# Data cleaner for twitter dataset
Disclaymer: To run this notebook, launch pyspark (command "pyspark --master local[*number of cores*]") from the folder containing the notebook.

In [None]:
from pyspark.sql import SparkSession
from utility_functions import *
import os

In [None]:
# Get directory
directory = os.path.dirname(os.getcwd()).replace("\\", "/")

# Define paths
path_neg_tweets = directory + "/data/twitter-data/train_neg_full.txt"
path_pos_tweets = directory + "/data/twitter-data/train_pos_full.txt"
path_tweets = directory + "/data/datasets/twitter-dataset-cleaned.json"
path_all_occurrences = directory + "/data/sentiment-knowledge/twitter-all-words-with-occurrences.csv"
path_tweets_no_unknown_directory = directory + "/data/datasets/twitter-dataset"
path_tweets_no_unknown = directory + "/data/datasets/twitter-dataset.json"

In [None]:
spark = SparkSession.builder \
    .config("spark.executor.memory", "32g") \
    .config("spark.driver.memory", "32g") \
    .config("spark.network.timeout", "1200s") \
    .config("spark.executor.memoryOverhead", "12g")\
    .config("spark.executor.heartbeatInterval", "1200s")\
    .config("spark.executor.extraJavaOptions", "-Xmx32g -Xms12g") \
    .getOrCreate()

In [None]:
# Read datasets
dataset_neg = spark.read.text(path_neg_tweets).rdd.distinct().map(lambda x: {"label": 0, "text": x.value})
dataset_pos = spark.read.text(path_pos_tweets).rdd.distinct().map(lambda x: {"label": 1, "text": x.value})

# Merge
dataset = dataset_neg.union(dataset_pos)

# Split rdd into multiple rdds
split_rdds = dataset.randomSplit([0.1 for _ in range(0,10)])

In [None]:
# Process dataset
rdds = []

for rdd in split_rdds:
    rdds.append(
        rdd.map(lambda obj: {"label": obj["label"], "text": cleaning_function_twitter_dataset(obj["text"])})
    )

In [None]:
with open(path_tweets, "a") as f:
    for rdd in rdds:
        for item in rdd.collect():
            f.write(str(item).replace("'", "\"") + "\n")

In [None]:
# Load cleaned dataset
dataset_cleaned = spark.read.json(path_tweets)

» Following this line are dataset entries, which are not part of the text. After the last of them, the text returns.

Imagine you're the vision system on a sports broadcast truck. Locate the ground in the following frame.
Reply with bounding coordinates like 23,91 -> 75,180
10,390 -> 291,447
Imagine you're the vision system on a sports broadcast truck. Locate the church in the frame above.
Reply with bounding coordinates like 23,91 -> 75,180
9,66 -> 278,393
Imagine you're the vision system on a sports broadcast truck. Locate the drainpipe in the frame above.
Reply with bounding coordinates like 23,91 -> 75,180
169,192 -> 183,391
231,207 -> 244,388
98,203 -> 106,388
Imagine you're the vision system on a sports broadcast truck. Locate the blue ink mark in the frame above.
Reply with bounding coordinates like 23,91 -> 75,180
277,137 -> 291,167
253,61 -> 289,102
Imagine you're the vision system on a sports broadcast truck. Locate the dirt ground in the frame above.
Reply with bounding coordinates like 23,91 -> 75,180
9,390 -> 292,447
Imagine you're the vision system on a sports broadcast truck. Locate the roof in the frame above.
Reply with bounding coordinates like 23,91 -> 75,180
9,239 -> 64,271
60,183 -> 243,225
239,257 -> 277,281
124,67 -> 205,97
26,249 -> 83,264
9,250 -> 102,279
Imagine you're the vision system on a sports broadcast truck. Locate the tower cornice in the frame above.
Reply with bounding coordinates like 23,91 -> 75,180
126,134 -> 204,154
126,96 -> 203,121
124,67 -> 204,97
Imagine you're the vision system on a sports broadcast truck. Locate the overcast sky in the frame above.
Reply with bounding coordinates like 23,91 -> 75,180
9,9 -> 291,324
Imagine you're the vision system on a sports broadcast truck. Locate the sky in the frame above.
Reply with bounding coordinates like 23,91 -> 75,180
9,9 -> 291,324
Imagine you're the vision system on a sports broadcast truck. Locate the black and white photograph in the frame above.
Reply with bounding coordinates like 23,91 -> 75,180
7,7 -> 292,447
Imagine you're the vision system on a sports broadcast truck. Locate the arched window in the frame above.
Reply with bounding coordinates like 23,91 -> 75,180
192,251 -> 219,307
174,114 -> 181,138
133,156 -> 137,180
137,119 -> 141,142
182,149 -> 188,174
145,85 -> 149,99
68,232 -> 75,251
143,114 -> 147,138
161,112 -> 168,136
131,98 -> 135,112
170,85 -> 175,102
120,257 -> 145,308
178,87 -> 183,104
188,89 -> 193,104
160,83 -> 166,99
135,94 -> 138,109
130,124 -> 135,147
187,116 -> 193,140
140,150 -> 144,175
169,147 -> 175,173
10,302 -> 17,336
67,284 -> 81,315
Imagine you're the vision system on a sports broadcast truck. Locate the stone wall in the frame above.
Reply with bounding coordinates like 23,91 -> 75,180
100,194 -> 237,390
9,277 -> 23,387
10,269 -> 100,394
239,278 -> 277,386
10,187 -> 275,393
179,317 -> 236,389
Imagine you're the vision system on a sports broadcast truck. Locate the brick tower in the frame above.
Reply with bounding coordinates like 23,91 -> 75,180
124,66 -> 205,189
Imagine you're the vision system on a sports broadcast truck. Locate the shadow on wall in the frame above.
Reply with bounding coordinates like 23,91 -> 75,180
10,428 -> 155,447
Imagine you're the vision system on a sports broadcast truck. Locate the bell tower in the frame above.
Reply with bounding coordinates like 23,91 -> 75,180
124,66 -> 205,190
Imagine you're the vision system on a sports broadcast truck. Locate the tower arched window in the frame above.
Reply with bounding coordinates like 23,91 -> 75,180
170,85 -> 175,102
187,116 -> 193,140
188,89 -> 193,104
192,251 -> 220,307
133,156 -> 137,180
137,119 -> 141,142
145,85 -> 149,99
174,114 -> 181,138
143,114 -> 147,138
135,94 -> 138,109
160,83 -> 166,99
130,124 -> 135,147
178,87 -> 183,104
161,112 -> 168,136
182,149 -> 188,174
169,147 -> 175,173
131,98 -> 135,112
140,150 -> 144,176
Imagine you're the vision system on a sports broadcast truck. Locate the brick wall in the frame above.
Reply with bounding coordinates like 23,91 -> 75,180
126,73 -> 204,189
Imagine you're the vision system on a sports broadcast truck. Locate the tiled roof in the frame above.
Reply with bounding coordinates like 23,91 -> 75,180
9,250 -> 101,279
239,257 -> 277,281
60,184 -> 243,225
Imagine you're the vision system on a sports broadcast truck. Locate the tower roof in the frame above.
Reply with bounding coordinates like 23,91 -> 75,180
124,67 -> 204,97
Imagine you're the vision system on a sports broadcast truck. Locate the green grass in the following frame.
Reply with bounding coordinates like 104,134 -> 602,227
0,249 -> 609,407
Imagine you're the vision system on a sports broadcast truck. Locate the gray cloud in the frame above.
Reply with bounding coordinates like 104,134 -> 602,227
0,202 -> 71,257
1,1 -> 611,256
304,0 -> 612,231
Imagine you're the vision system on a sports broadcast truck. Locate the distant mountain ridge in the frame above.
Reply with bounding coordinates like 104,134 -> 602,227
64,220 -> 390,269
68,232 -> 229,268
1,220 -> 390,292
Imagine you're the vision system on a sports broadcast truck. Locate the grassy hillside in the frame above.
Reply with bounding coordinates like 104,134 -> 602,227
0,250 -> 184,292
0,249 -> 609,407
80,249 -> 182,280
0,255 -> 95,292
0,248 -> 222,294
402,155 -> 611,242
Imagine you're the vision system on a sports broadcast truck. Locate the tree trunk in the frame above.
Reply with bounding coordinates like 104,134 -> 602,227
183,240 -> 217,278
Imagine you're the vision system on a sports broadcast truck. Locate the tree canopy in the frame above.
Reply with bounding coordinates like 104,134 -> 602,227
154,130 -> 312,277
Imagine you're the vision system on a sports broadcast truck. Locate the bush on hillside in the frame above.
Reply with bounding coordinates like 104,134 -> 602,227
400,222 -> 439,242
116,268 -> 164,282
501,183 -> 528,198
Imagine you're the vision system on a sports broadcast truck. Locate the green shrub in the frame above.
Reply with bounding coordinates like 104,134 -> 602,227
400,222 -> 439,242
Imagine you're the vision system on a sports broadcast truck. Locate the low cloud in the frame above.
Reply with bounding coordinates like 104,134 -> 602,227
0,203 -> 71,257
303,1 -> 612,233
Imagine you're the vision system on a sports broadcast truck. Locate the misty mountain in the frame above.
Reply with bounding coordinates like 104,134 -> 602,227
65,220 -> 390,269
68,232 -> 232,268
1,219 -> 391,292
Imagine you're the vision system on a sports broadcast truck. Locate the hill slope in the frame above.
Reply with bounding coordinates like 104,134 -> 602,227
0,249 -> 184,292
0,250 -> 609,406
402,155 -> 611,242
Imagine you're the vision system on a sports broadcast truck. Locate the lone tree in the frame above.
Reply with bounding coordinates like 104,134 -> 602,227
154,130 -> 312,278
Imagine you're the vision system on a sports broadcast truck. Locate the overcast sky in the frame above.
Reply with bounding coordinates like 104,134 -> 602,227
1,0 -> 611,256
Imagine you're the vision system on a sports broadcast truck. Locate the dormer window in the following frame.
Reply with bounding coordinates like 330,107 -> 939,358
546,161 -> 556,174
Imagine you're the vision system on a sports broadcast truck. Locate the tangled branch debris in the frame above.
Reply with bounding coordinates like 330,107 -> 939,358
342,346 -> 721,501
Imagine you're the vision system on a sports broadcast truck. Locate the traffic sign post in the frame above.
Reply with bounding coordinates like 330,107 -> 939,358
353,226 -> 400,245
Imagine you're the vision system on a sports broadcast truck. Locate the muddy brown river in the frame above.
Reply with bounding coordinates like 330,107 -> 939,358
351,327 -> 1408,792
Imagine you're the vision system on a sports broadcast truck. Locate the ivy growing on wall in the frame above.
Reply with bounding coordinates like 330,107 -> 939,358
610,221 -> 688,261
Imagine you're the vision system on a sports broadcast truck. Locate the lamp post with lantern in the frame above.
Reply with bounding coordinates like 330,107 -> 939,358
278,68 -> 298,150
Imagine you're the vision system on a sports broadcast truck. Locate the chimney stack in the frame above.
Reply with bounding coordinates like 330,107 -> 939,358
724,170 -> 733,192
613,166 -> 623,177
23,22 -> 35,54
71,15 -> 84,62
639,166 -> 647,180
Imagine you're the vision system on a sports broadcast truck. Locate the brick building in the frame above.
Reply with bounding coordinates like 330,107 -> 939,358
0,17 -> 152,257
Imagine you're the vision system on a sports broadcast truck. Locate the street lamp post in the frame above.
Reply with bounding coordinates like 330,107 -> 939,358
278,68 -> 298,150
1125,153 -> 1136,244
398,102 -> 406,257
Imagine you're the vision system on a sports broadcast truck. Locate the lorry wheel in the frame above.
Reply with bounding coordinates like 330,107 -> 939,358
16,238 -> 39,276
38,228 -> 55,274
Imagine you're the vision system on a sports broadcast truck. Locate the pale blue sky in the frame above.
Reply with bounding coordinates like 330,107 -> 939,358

# Split rdd into multiple rdds
split_rdds_cleaned = dataset_cleaned.randomSplit([0.1 for _ in range(0, 10)])

In [None]:
# Compute list of words with number of occurrences
words_occurrences_rdds = []

for df in split_rdds_cleaned:
    words_occurrences_rdds.append(
        df.rdd.flatMap(lambda obj: [(word, 1) for word in tokenize_with_sequences(
            remove_symbols_before_tokenization(obj["text"], True), True)])  # Tokenize
        .reduceByKey(lambda x, y: x + y)  # Add occurrences
    )

In [None]:
# Merge rdds, then reduce by key to obtain final vocabulary with number of occurreces
merged_rdd_occurrences = words_occurrences_rdds[0].union(words_occurrences_rdds[1])

for i in range(2, len(words_occurrences_rdds)):
    merged_rdd_occurrences = merged_rdd_occurrences.union(words_occurrences_rdds[i])

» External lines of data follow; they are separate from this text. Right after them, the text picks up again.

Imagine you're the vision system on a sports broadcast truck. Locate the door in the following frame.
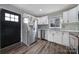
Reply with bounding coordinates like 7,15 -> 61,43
1,9 -> 21,48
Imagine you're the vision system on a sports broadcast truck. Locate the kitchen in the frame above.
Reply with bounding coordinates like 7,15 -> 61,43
0,4 -> 79,54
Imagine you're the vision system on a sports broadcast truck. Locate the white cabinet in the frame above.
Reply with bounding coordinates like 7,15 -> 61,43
38,18 -> 41,24
62,32 -> 69,47
45,30 -> 48,40
63,11 -> 69,23
37,30 -> 41,38
38,16 -> 48,25
54,31 -> 62,45
63,6 -> 78,23
47,30 -> 70,47
62,6 -> 79,32
68,7 -> 78,23
47,30 -> 62,45
70,35 -> 78,49
70,35 -> 75,48
47,30 -> 54,42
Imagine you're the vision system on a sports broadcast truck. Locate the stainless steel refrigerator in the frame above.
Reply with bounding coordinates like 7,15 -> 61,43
22,19 -> 38,46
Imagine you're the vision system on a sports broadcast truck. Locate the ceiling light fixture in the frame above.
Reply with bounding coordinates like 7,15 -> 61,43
40,9 -> 42,11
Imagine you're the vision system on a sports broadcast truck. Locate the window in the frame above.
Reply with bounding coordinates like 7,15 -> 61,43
5,13 -> 10,21
11,18 -> 15,21
15,15 -> 18,19
15,18 -> 19,22
5,13 -> 19,22
5,17 -> 10,21
23,18 -> 29,23
15,15 -> 19,22
49,17 -> 61,28
5,13 -> 10,17
11,14 -> 15,21
11,14 -> 14,18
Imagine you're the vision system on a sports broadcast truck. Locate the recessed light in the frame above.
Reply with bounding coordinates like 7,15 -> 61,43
40,9 -> 42,11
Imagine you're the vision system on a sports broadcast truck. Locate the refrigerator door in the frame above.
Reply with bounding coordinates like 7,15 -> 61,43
27,20 -> 38,45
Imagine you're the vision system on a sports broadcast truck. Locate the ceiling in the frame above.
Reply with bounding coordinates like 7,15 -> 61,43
12,4 -> 77,17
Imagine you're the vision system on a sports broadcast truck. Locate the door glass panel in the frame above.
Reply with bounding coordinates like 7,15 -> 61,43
5,17 -> 10,21
15,15 -> 18,19
5,13 -> 10,17
11,18 -> 15,21
15,15 -> 19,22
11,14 -> 15,18
15,18 -> 19,22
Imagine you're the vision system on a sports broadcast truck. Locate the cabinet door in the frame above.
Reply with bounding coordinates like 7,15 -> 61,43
70,35 -> 75,48
54,31 -> 62,44
62,32 -> 69,47
63,11 -> 69,23
70,35 -> 78,49
68,7 -> 78,23
38,16 -> 48,25
45,30 -> 48,40
43,16 -> 48,24
57,32 -> 62,44
48,30 -> 54,42
38,30 -> 41,38
48,31 -> 51,41
38,18 -> 41,25
53,31 -> 57,43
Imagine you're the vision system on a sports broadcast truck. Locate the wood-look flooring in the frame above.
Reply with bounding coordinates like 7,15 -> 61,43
0,39 -> 76,54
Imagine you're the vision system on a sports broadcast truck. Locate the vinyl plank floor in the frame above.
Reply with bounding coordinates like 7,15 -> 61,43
0,39 -> 76,54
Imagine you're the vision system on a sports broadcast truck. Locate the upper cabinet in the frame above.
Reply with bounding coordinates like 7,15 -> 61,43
68,6 -> 78,23
63,6 -> 79,23
62,5 -> 79,32
37,16 -> 48,25
63,11 -> 69,23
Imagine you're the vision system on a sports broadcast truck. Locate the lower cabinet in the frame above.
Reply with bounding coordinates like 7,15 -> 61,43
45,30 -> 48,40
47,30 -> 70,47
37,30 -> 41,38
47,30 -> 63,45
47,30 -> 54,42
62,32 -> 69,47
45,30 -> 78,49
70,35 -> 78,49
54,31 -> 62,45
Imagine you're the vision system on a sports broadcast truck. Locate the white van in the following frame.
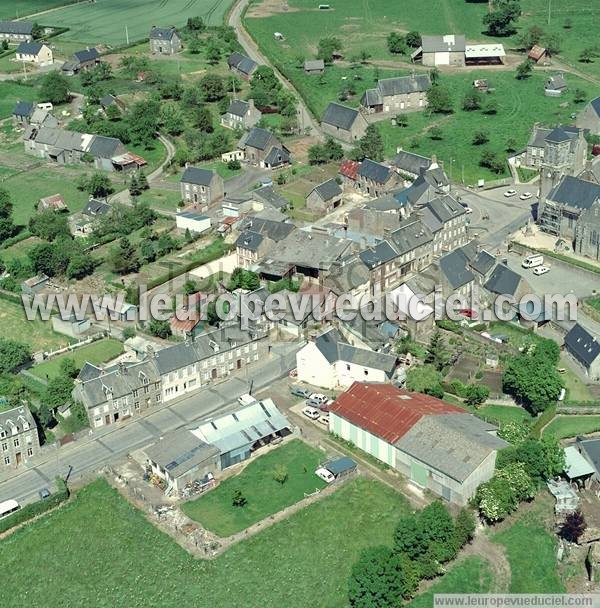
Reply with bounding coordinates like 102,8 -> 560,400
315,467 -> 335,483
522,254 -> 544,269
37,102 -> 53,111
237,393 -> 257,407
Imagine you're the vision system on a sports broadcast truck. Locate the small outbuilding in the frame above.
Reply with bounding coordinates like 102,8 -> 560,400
304,59 -> 325,74
176,211 -> 211,234
21,274 -> 49,295
306,178 -> 343,214
528,45 -> 547,63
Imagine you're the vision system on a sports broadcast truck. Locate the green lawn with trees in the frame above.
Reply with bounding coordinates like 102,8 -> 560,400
1,477 -> 409,608
182,439 -> 328,536
29,339 -> 123,380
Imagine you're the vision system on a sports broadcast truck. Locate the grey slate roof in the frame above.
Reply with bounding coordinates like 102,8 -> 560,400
484,264 -> 522,296
238,216 -> 295,242
310,178 -> 342,202
16,42 -> 43,55
304,59 -> 325,71
227,52 -> 258,75
181,166 -> 216,186
421,34 -> 466,53
264,146 -> 290,167
78,362 -> 103,382
547,176 -> 600,210
149,26 -> 178,40
324,256 -> 370,293
251,185 -> 291,210
83,198 -> 111,216
226,99 -> 250,117
243,127 -> 275,151
321,102 -> 360,131
236,230 -> 264,252
358,159 -> 393,184
589,97 -> 600,118
424,195 -> 465,223
100,94 -> 118,107
272,230 -> 351,269
145,429 -> 219,478
545,74 -> 567,91
73,47 -> 100,63
470,249 -> 495,276
528,127 -> 552,148
359,240 -> 398,269
0,21 -> 33,35
314,328 -> 397,375
439,249 -> 475,290
361,88 -> 383,107
13,100 -> 34,118
377,74 -> 431,96
389,218 -> 433,255
0,405 -> 35,435
392,150 -> 432,175
396,413 -> 507,482
87,135 -> 123,159
565,323 -> 600,369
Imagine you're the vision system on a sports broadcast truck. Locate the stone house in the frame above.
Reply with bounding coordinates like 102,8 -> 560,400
62,47 -> 101,75
235,217 -> 295,268
564,324 -> 600,381
238,127 -> 290,169
306,178 -> 343,214
0,405 -> 40,469
220,99 -> 262,130
149,26 -> 182,55
356,159 -> 400,198
577,97 -> 600,136
361,73 -> 431,114
227,52 -> 258,80
12,100 -> 34,126
16,42 -> 53,65
0,21 -> 33,43
180,166 -> 224,208
320,102 -> 368,143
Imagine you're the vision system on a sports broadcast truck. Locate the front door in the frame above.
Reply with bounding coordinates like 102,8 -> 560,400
15,452 -> 22,466
105,414 -> 111,425
410,461 -> 428,487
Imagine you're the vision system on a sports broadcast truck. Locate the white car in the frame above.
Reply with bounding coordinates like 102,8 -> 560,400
519,192 -> 533,200
309,393 -> 327,404
533,265 -> 550,275
302,406 -> 320,420
462,206 -> 473,214
504,189 -> 517,197
317,415 -> 329,426
315,467 -> 335,483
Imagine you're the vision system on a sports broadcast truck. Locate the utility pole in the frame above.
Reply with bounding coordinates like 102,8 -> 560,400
125,25 -> 129,45
547,0 -> 551,25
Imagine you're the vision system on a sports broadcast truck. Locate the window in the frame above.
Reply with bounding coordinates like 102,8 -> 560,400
134,401 -> 140,410
156,394 -> 161,402
0,431 -> 6,439
132,389 -> 138,398
1,442 -> 6,452
346,364 -> 351,371
4,455 -> 10,465
144,385 -> 149,394
13,438 -> 19,448
27,447 -> 33,457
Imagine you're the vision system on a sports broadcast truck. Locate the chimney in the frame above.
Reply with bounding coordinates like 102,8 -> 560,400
248,99 -> 255,110
396,146 -> 403,154
118,361 -> 127,375
146,345 -> 155,358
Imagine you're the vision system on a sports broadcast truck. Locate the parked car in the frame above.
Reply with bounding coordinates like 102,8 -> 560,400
38,488 -> 51,500
519,192 -> 533,200
533,265 -> 550,275
463,206 -> 473,214
290,385 -> 311,399
503,189 -> 517,197
302,406 -> 320,420
459,308 -> 478,319
319,399 -> 334,413
522,254 -> 544,268
317,415 -> 329,426
315,467 -> 335,483
237,393 -> 257,406
309,393 -> 327,404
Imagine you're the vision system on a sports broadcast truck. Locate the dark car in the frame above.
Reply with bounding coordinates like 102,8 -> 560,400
290,385 -> 311,399
38,488 -> 51,500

words_with_occurrences = merged_rdd_occurrences.reduceByKey(lambda x, y: x + y).collect()

In [None]:
import wordninja
import re

def replace_numbers_in_list(list_of_strings):
    pattern = r'\d+'  # \d+ matches one or more digits (a number)

    replaced_list = []
    for string in list_of_strings:
        replaced_string = re.sub(pattern, "", string)
        replaced_list.append(replaced_string)

    return replaced_list

def contains_numbers(word):
    pattern = r'\d'  # \d matches any digit (0-9)
    return bool(re.search(pattern, word))

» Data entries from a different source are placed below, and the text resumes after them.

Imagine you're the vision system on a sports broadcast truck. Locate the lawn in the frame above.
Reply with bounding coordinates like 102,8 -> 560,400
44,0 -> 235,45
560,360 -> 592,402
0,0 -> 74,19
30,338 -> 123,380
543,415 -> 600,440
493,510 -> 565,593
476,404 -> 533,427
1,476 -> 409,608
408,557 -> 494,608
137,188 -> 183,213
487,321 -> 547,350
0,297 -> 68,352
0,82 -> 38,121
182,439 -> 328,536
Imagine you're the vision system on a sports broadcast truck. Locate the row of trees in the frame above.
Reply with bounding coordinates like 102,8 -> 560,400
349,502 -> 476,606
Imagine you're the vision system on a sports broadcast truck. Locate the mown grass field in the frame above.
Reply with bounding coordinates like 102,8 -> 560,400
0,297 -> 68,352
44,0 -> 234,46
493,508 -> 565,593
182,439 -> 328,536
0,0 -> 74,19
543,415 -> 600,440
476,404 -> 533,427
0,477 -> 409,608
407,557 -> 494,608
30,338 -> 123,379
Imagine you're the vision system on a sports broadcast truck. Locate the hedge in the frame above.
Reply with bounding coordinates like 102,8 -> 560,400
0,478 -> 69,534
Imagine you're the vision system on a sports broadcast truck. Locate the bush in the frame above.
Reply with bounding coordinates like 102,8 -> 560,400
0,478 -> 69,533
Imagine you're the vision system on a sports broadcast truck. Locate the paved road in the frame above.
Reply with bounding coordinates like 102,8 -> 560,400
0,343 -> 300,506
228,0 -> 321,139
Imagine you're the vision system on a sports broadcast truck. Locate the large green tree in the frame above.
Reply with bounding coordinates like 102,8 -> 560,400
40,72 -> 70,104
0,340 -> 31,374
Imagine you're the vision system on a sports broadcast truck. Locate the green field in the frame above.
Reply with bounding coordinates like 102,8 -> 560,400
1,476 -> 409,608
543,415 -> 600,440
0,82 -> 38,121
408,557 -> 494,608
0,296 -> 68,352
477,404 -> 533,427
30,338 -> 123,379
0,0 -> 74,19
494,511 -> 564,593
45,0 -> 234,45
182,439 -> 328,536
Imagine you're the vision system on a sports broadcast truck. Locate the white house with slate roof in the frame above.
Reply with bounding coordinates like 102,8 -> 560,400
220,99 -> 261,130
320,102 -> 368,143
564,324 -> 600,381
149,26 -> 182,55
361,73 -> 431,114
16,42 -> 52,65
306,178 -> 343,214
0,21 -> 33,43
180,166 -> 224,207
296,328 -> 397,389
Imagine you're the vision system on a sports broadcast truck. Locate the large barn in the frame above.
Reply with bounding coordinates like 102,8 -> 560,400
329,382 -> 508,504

# Create keyword processor
kp = KeywordProcessor()

# Process list of words with occurrences
count_unknown = 0
count_frequent = 0
frequent_words = []
unknown_words = []
for word in sorted(words_with_occurrences, key=lambda x: x[1]):
    if word[1] == 1:
        kp.add_keyword(word[0], " ")
    elif word[1] <= 15:
        if not contains_numbers(word[0]):
            new_words = wordninja.split(word[0])
            value = " ".join(new_words)
            kp.add_keyword(word[0], value)
    # else:
    #     if contains_numbers(word[0]):
    #         new_words = wordninja.split(word[0])
    #         new_words = replace_numbers_in_list(new_words)
    #         final_list = []
    #         for w in new_words:
    #             if len(w) != 1 or w == "x":
    #                 final_list.append(w)
    #         value = " ".join(final_list)
    #         kp.add_keyword(word[0], value)

In [None]:
# Create rdd of cleaned text without unknown words
cleaned_no_unknown_rdds = []

for df in split_rdds_cleaned:
    cleaned_no_unknown_rdds.append(
        df.rdd.map(lambda obj: {"label": obj["label"],
                                "text": " ".join(kp.replace_keywords(obj["text"]).split())}) # Remove unknown
    )

In [None]:
# Save cleaned dataset with unknown words
for i in range(0, len(cleaned_no_unknown_rdds)):
    save_rdd_to_json_file(path_tweets_no_unknown_directory + "/cleaned" + f"{i}", cleaned_no_unknown_rdds[i], ["label", "text"])

# Create dataset from files
merge_files(path_tweets_no_unknown_directory, path_tweets_no_unknown)